Distributed Parallelism Overview

In deep learning, as the size of the dataset and number of parameters grows, the time and hardware resources required for training will increase and eventually become a bottleneck that constrains training. Distributed parallel training, which can reduce the demand on hardware such as memory and computational performance, is an important optimization means to perform training. In addition, distributed parallel is important for large model training and inference, which provides powerful computational capabilities and performance advantages for handling large-scale data and complex models.

To implement distributed parallel training and inference, you can refer to the following guidelines:

Startup Methods

MindSpore currently supports four startup methods:

msrun: Capsulation of dynamic cluster. It allows user to launch distributed jobs using one single command in each node. It could be used after MindSpore is installed. This method does not rely on third-party libraries and configuration files. Ascend/GPU/CPU support.
Dynamic Networking: Start via MindSpore internal dynamic grouping module, no dependency on external configurations or modules, Ascend/GPU/CPU support.
mpirun: Start via the multi-process communication library OpenMPI, with Ascend/GPU support.
rank table: After configuring the rank_table table, Ascend is supported by start scripts and processes corresponding to the number of cards.
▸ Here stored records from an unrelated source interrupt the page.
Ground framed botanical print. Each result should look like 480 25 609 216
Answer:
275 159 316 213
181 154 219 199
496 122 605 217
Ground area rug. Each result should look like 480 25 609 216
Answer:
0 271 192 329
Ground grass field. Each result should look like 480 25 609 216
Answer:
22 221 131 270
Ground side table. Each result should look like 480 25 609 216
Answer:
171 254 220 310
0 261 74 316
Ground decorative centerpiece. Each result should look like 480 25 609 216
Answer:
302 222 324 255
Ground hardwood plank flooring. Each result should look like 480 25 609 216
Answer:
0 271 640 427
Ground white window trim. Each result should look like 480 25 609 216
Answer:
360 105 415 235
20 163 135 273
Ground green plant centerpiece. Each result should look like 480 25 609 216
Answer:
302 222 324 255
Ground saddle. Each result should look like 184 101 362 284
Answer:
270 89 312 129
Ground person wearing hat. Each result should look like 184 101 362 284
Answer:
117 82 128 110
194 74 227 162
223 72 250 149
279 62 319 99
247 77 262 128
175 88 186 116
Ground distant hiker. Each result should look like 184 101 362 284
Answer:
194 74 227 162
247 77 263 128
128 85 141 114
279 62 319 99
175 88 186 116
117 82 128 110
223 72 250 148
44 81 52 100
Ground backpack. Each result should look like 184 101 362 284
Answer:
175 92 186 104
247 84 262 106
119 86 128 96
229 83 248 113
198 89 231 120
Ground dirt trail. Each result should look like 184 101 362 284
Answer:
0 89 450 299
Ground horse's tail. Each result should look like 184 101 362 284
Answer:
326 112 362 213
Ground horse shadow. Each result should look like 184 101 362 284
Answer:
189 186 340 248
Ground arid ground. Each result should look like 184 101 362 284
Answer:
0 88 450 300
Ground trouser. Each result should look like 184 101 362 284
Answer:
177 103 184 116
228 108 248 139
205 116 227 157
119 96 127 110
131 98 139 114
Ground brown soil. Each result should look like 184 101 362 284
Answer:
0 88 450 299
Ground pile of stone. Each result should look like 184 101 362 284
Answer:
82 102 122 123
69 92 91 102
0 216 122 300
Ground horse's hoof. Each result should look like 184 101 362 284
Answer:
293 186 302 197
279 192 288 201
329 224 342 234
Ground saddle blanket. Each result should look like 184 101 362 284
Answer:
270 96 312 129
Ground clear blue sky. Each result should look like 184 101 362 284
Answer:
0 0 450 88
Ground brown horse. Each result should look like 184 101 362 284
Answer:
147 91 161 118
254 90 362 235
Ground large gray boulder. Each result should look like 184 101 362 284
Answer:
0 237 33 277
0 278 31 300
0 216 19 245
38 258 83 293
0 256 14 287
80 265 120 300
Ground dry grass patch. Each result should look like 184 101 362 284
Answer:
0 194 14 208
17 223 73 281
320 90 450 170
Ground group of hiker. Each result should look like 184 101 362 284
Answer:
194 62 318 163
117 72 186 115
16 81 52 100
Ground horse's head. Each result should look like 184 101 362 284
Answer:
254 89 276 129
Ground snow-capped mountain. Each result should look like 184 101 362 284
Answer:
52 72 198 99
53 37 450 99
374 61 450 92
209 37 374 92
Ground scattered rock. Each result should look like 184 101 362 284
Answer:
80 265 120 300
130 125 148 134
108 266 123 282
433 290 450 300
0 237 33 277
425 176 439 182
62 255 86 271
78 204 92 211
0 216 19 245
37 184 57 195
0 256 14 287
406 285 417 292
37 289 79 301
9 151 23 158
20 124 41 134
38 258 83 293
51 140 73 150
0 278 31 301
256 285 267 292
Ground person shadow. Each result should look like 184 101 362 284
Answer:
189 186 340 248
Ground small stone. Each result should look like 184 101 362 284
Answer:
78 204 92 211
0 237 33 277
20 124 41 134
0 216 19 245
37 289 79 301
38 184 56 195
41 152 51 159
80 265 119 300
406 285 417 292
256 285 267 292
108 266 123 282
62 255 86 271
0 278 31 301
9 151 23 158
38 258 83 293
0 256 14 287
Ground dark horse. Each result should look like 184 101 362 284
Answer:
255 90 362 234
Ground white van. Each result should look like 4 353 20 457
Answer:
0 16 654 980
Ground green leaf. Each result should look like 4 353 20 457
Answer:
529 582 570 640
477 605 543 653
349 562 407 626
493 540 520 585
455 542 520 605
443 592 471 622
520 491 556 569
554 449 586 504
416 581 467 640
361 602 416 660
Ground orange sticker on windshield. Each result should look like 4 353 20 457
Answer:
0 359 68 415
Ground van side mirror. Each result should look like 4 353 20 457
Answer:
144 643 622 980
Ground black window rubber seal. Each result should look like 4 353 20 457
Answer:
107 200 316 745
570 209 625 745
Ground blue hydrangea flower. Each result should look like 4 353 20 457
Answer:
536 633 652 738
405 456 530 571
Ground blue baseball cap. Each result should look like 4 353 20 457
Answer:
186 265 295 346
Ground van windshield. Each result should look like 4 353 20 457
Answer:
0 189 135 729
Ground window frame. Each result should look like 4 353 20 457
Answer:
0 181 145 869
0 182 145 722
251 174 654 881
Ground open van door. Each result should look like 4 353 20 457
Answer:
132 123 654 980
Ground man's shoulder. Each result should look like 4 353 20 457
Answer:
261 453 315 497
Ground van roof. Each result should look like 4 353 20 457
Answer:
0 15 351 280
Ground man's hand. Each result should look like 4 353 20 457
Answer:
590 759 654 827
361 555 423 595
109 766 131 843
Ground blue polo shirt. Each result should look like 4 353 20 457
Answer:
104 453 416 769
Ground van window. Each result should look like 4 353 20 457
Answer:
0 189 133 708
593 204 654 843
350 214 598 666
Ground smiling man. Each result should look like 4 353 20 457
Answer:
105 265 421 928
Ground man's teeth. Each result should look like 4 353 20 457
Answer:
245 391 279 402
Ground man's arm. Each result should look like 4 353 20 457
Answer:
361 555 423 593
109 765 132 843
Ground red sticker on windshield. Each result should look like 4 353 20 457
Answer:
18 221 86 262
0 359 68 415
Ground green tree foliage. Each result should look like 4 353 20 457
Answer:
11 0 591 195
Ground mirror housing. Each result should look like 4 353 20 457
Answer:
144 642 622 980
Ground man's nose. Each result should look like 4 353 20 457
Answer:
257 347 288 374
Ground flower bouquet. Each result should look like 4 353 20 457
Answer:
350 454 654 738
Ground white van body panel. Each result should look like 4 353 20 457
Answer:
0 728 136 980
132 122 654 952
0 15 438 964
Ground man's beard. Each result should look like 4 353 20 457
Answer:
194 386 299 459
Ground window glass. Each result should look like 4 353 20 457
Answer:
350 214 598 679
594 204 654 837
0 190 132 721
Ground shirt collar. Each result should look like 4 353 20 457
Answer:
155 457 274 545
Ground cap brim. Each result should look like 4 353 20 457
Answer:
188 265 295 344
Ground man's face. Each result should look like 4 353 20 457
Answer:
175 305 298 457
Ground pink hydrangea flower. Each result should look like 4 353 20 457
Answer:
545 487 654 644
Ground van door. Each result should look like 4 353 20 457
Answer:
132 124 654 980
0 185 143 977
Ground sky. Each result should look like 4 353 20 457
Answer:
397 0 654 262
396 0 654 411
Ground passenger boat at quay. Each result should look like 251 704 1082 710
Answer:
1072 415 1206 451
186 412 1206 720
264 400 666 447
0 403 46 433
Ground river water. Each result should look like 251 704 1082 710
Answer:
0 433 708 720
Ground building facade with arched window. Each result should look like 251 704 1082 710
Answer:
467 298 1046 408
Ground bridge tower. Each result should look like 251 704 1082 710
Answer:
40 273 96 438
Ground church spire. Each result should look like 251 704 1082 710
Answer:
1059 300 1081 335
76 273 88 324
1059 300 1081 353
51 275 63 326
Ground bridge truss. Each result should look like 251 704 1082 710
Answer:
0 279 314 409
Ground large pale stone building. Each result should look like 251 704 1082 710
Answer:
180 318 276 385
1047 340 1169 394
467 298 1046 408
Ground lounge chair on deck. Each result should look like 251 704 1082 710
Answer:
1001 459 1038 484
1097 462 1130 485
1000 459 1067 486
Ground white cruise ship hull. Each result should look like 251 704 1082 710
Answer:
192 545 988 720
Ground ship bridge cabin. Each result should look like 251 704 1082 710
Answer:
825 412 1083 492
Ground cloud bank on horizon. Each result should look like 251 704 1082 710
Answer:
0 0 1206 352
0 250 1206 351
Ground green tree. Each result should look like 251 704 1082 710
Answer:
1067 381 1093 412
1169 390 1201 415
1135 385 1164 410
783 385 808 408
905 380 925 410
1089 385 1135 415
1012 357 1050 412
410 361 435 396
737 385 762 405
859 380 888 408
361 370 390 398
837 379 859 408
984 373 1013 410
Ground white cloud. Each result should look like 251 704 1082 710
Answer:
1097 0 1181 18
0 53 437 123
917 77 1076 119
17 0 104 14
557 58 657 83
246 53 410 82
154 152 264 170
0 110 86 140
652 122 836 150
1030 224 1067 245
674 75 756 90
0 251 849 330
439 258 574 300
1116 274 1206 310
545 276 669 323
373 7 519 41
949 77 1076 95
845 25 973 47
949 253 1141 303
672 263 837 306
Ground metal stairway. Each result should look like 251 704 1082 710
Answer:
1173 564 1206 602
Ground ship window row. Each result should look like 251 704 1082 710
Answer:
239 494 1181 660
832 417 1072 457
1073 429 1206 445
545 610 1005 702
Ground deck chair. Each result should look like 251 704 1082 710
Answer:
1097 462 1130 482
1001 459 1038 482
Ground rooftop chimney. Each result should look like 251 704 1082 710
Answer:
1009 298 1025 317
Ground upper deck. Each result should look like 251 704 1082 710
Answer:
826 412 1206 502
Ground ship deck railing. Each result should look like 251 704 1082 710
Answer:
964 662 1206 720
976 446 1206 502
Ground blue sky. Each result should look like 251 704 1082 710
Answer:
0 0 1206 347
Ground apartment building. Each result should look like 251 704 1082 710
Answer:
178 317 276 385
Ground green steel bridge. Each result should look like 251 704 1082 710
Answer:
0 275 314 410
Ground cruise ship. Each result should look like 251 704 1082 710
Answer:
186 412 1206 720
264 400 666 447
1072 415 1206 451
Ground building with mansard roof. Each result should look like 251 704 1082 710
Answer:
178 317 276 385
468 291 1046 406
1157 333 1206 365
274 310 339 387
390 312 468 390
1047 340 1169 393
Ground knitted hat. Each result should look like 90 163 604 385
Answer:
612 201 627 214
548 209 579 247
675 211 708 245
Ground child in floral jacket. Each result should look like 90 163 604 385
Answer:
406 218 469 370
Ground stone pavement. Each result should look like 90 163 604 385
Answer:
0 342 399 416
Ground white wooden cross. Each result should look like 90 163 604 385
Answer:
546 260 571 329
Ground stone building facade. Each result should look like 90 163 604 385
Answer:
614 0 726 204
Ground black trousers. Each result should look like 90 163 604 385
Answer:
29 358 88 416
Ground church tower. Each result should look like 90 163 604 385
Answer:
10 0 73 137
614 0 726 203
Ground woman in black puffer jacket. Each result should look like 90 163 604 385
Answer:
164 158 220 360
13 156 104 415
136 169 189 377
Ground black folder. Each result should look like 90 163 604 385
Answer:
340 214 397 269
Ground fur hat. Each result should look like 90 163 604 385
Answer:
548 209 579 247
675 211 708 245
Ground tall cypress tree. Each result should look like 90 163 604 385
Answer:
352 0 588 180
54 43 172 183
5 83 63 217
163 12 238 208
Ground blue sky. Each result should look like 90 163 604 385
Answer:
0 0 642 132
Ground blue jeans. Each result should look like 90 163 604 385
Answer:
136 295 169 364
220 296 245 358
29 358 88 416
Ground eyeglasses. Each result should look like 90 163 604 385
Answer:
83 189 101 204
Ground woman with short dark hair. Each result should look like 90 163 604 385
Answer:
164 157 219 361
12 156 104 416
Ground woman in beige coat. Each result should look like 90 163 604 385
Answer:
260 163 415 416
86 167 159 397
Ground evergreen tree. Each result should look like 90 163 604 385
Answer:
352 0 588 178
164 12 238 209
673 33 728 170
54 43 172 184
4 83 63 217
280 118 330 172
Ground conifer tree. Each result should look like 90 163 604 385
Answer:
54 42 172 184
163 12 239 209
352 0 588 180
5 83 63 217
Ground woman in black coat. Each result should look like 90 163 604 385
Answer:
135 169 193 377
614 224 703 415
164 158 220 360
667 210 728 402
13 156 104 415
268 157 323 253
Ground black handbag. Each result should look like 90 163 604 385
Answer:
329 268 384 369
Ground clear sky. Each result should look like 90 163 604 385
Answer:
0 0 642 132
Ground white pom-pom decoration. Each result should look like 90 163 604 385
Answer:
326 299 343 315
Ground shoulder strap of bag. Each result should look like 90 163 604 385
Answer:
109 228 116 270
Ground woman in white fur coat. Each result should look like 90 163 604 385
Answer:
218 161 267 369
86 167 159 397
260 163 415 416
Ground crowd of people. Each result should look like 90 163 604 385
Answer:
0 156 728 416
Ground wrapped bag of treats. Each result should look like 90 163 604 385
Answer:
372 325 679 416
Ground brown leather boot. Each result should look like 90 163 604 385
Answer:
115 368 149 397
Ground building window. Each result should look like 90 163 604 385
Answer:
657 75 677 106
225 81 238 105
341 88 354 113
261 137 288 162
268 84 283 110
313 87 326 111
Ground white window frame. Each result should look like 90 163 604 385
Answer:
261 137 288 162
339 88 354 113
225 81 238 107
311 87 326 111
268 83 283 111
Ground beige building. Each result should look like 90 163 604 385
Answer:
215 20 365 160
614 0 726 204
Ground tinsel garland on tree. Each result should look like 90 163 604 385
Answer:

Refer to the Distributed Parallel Startup Methods section for details.

Parallel Modes

Currently MindSpore can take the following parallel mode, and you can choose according to your needs:

Data Parallel Mode: In data parallel mode, the dataset can be split in sample dimensions and distributed to different cards. If your dataset is large and the model parameters scale is able to operate on a single card, you can choose this parallel model. Refer to the Data Parallel tutorial for more information.
Automatic Parallel Mode: a distributed parallel mode that combines data parallel and operator-level model parallel. It can automatically build cost models, find the parallel strategy with shorter training time, and select the appropriate parallel mode for the user. If your dataset and model parameters are large in size, and you want to configure the parallel strategy automatically, you can choose this parallel model. Refer to the Automatic Parallelism tutorial for more information.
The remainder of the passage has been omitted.